Last Modified 2024-02-02 4:52 AM EDT

Lion

[3.5 stars] [IMDb Link]

[Amazon Link]
(paid link)

This 2016 movie was nominated for six Oscars, including Best Picture. So about time I saw it, right? (Not that it matters, but I've now seen seven out of the nine nominees from that year. Only missing the winner, Moonlight, and Manchester by the Sea.)

Opening is in desperately poor India, where young Saroo and his older brother Guddu try to make things a little better for their mom and baby sister by swiping coal from passing trains, and selling it for milk. Which is fine, except one night Saroo and Guddu get separated, Saroo gets on a train looking for him, and promptly gets whisked away to far-off Calcutta.

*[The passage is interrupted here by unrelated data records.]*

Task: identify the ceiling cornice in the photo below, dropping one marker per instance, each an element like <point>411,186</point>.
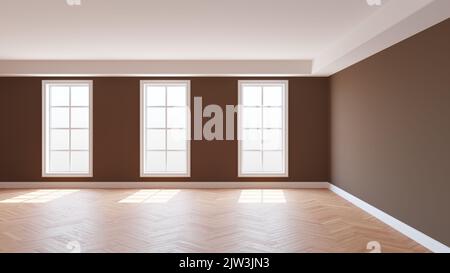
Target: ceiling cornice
<point>396,21</point>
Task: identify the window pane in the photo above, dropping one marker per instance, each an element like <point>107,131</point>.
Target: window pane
<point>176,162</point>
<point>273,96</point>
<point>79,162</point>
<point>155,161</point>
<point>251,117</point>
<point>79,139</point>
<point>59,118</point>
<point>156,96</point>
<point>176,96</point>
<point>176,117</point>
<point>59,139</point>
<point>59,96</point>
<point>156,139</point>
<point>79,96</point>
<point>156,117</point>
<point>79,117</point>
<point>273,162</point>
<point>273,139</point>
<point>251,96</point>
<point>273,118</point>
<point>251,162</point>
<point>59,162</point>
<point>251,139</point>
<point>176,139</point>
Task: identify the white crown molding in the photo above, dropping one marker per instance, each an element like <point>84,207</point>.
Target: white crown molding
<point>403,228</point>
<point>164,185</point>
<point>395,21</point>
<point>156,68</point>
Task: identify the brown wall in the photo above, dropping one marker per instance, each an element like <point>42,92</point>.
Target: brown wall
<point>391,131</point>
<point>116,131</point>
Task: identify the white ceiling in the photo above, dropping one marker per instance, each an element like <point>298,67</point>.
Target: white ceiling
<point>200,30</point>
<point>175,29</point>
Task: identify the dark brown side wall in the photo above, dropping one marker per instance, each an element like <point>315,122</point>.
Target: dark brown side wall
<point>116,131</point>
<point>390,131</point>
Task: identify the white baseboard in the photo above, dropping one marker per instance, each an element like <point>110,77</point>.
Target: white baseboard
<point>403,228</point>
<point>164,185</point>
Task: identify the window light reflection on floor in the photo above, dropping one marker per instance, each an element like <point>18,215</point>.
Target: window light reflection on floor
<point>262,196</point>
<point>150,196</point>
<point>39,196</point>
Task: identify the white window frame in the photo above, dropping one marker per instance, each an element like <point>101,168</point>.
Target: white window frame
<point>44,128</point>
<point>143,83</point>
<point>285,128</point>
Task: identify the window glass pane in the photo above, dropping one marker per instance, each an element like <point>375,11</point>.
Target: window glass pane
<point>79,96</point>
<point>251,139</point>
<point>155,161</point>
<point>79,162</point>
<point>67,107</point>
<point>176,117</point>
<point>273,139</point>
<point>251,117</point>
<point>176,139</point>
<point>79,117</point>
<point>59,162</point>
<point>59,139</point>
<point>59,96</point>
<point>59,118</point>
<point>156,117</point>
<point>273,117</point>
<point>176,96</point>
<point>165,134</point>
<point>156,139</point>
<point>273,162</point>
<point>273,96</point>
<point>79,139</point>
<point>156,96</point>
<point>261,127</point>
<point>251,96</point>
<point>251,161</point>
<point>176,162</point>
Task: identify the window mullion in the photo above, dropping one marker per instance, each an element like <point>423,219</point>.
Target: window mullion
<point>165,125</point>
<point>262,129</point>
<point>70,129</point>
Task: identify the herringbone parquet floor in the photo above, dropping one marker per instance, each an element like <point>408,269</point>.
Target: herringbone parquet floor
<point>306,220</point>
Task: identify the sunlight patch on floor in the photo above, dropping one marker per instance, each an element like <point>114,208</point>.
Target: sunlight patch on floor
<point>150,196</point>
<point>262,196</point>
<point>39,196</point>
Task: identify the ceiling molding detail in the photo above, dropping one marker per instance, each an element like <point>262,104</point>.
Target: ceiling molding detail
<point>395,22</point>
<point>155,68</point>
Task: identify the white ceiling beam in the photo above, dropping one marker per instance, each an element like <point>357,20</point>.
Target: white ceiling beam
<point>156,68</point>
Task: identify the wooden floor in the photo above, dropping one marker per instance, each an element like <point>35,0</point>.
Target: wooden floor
<point>310,220</point>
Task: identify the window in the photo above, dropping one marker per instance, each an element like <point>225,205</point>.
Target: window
<point>262,128</point>
<point>165,128</point>
<point>67,128</point>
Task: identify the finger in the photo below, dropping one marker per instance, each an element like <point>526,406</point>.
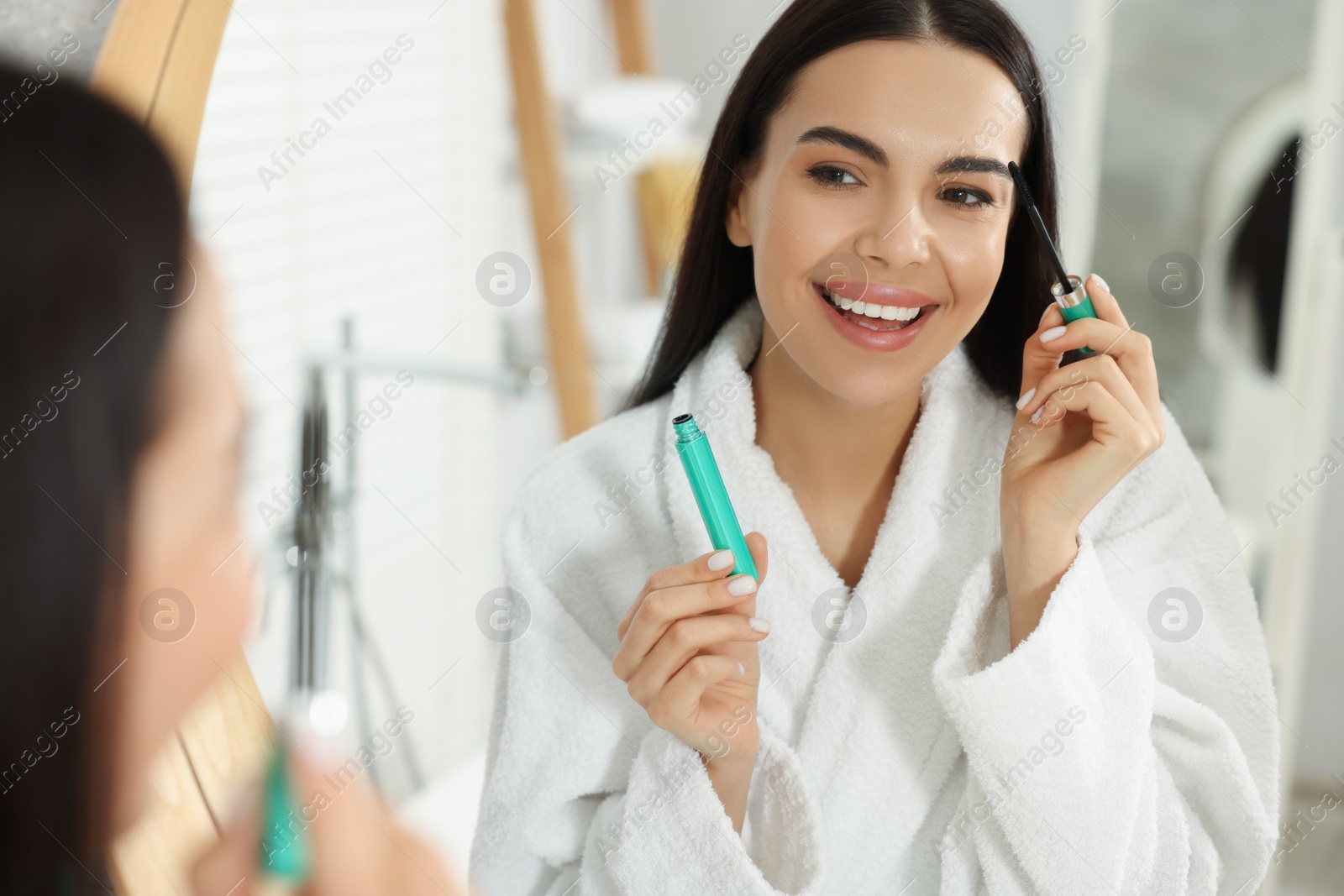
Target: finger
<point>1104,301</point>
<point>1137,358</point>
<point>759,553</point>
<point>680,699</point>
<point>685,640</point>
<point>1132,351</point>
<point>1119,439</point>
<point>707,567</point>
<point>1102,369</point>
<point>665,606</point>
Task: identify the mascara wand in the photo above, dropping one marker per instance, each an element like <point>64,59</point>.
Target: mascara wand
<point>1068,291</point>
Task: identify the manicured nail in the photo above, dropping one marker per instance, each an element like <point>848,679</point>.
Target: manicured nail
<point>741,584</point>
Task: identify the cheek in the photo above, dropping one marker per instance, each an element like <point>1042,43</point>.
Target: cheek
<point>974,259</point>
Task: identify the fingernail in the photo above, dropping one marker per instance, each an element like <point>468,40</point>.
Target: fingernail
<point>721,560</point>
<point>743,584</point>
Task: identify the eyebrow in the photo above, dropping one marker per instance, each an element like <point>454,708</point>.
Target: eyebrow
<point>869,149</point>
<point>848,140</point>
<point>974,164</point>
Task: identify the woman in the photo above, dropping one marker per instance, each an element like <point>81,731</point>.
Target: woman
<point>927,691</point>
<point>118,465</point>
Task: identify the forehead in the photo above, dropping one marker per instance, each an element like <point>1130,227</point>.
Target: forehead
<point>909,97</point>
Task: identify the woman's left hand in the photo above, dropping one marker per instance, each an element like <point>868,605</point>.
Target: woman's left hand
<point>1097,419</point>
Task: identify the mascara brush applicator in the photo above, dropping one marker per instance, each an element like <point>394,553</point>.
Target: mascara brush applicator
<point>1068,291</point>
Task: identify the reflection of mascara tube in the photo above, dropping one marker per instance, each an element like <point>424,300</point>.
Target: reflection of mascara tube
<point>710,493</point>
<point>286,856</point>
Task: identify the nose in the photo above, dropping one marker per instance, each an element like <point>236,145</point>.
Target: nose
<point>898,238</point>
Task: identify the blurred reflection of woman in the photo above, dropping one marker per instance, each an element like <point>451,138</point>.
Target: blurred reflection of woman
<point>118,469</point>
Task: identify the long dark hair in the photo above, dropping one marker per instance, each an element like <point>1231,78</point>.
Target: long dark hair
<point>91,223</point>
<point>714,277</point>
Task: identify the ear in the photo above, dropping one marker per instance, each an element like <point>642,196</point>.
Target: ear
<point>736,217</point>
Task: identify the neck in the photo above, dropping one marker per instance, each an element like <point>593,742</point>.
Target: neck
<point>840,454</point>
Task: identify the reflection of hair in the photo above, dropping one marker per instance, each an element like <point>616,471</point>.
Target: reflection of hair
<point>92,211</point>
<point>1260,255</point>
<point>714,277</point>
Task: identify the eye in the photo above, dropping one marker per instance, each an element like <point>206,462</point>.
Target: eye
<point>968,197</point>
<point>832,177</point>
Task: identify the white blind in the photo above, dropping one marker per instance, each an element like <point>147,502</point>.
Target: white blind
<point>362,226</point>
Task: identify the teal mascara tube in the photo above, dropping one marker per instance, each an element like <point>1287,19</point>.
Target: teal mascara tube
<point>692,445</point>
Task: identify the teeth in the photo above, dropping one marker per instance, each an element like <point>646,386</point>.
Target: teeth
<point>873,309</point>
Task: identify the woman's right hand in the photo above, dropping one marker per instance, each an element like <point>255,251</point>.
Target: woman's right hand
<point>689,653</point>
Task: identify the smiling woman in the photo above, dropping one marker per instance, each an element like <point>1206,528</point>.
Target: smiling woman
<point>855,253</point>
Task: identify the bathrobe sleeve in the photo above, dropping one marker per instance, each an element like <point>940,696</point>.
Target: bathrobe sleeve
<point>1131,743</point>
<point>582,789</point>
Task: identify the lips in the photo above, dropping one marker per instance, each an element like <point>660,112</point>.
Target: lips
<point>878,317</point>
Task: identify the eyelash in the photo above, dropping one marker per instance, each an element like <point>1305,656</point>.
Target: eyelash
<point>820,175</point>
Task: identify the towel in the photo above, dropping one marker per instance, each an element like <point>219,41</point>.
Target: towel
<point>1128,746</point>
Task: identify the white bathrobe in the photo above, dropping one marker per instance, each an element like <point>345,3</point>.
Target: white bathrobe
<point>920,757</point>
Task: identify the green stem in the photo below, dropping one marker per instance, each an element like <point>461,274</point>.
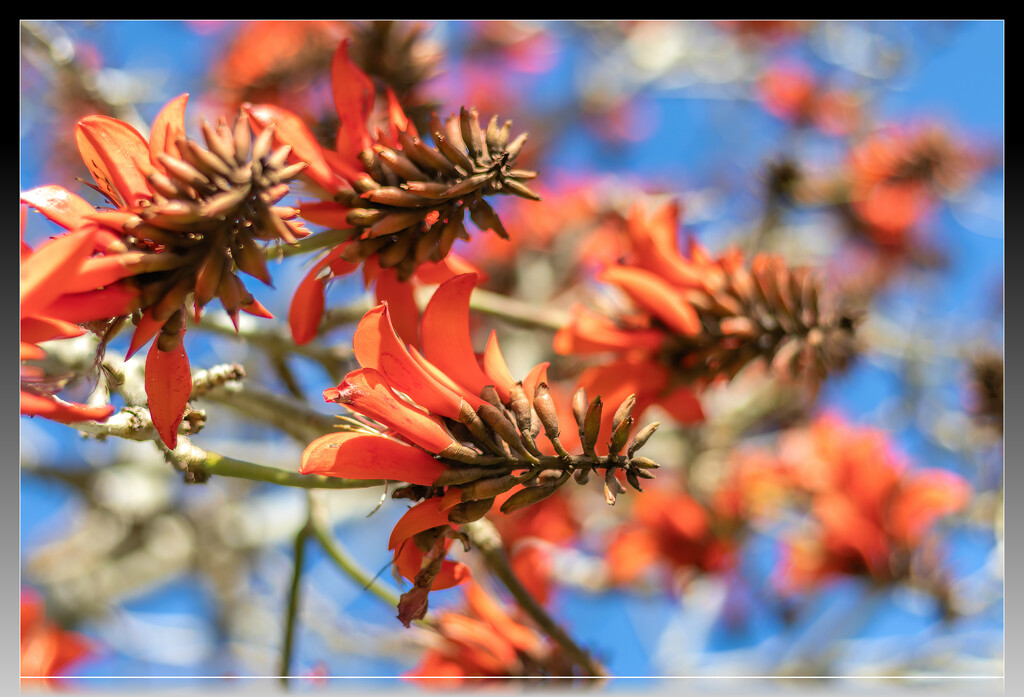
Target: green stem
<point>197,461</point>
<point>310,244</point>
<point>293,605</point>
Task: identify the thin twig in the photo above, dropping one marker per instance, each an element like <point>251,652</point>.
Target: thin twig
<point>293,604</point>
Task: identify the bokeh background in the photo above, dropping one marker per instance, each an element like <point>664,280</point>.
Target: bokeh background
<point>167,579</point>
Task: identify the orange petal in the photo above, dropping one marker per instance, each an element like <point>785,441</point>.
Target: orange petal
<point>168,385</point>
<point>444,333</point>
<point>368,392</point>
<point>377,346</point>
<point>401,303</point>
<point>655,296</point>
<point>538,375</point>
<point>353,98</point>
<point>326,213</point>
<point>146,329</point>
<point>113,301</point>
<point>167,128</point>
<point>59,410</point>
<point>293,131</point>
<point>118,157</point>
<point>59,205</point>
<point>35,330</point>
<point>589,332</point>
<point>423,516</point>
<point>484,607</point>
<point>363,455</point>
<point>924,498</point>
<point>497,369</point>
<point>46,271</point>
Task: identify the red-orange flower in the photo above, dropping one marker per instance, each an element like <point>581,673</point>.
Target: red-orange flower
<point>65,282</point>
<point>186,219</point>
<point>792,92</point>
<point>484,641</point>
<point>402,201</point>
<point>459,429</point>
<point>47,651</point>
<point>897,176</point>
<point>870,510</point>
<point>698,319</point>
<point>669,529</point>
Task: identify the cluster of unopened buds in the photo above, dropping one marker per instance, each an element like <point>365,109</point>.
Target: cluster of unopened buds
<point>462,433</point>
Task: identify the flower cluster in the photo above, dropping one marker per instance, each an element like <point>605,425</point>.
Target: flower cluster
<point>483,641</point>
<point>701,319</point>
<point>461,432</point>
<point>186,219</point>
<point>401,200</point>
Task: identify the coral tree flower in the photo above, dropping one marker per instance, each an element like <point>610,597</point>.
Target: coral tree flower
<point>698,319</point>
<point>65,284</point>
<point>402,201</point>
<point>457,428</point>
<point>484,641</point>
<point>870,510</point>
<point>895,178</point>
<point>47,651</point>
<point>186,219</point>
<point>670,529</point>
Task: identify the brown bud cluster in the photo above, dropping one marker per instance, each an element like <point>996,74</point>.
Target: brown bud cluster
<point>410,206</point>
<point>769,311</point>
<point>211,209</point>
<point>504,436</point>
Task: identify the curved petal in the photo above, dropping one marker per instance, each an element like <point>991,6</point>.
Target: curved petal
<point>442,379</point>
<point>368,392</point>
<point>293,131</point>
<point>167,128</point>
<point>423,516</point>
<point>683,404</point>
<point>66,209</point>
<point>353,99</point>
<point>363,455</point>
<point>46,271</point>
<point>444,333</point>
<point>497,369</point>
<point>401,303</point>
<point>655,296</point>
<point>118,157</point>
<point>59,410</point>
<point>377,346</point>
<point>168,385</point>
<point>589,332</point>
<point>113,301</point>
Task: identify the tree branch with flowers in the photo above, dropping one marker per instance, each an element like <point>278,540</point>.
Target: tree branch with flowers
<point>659,362</point>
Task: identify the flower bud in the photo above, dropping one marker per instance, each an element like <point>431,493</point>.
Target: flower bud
<point>546,411</point>
<point>624,410</point>
<point>611,486</point>
<point>592,425</point>
<point>620,435</point>
<point>641,438</point>
<point>580,404</point>
<point>470,511</point>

Saroo avoids one disaster after another; Calcutta is a lousy place to be a kid on your own. But eventually, he's adopted by a saintly Australian couple.

Fast-forward a couple of decades, and Saroo is a young man with a hot girlfriend. But he's tormented with memories of his lost family, and undertakes to backtrace his journey, and find them. This causes a lot of stress. But eventually… Well, do you think this movie would have been made if Saroo failed to get back to his boyhood home?

So, not bad, but Netflix thought I would like it better.


Last Modified 2024-01-23 3:32 PM EDT

Die A Stranger

[Amazon Link]
(paid link)

Continuing with my "Catch Up on Steve Hamilton" reading project. This one's from 2012. Getting there!

It's in his series of books with protagonist Alex McKnight. Ex-ballplayer, ex-cop, ex-PI, Alex just wants to live in Michigan's Upper Peninsula and quietly rent his cabins to tourists. But as usual…

It's a sad time for Alex's Native American friend Vinnie; his mother has passed away. She was a wise old bird, and Vinnie's disconsolate. And soon, very drunk. And then inexplicably goes missing, in the company of his ne'er-do-well cousin Buck.

And (oh oh) this disappearance comes at the same time as a mass murder carried out at a small remote airfield, where incoming Canadian hydroponic marijuana is traded for cash. This is no coincidence.

Alex is still a decent detective, and accompanied by Vinnie's long-lost father (who everyone assumed was still in jail), he sets off to track down his missing friend. It's a safe bet that he'll find himself in mortal danger.

Pretty good outing for Alex, I kept turning the pages. An ending I did not see coming.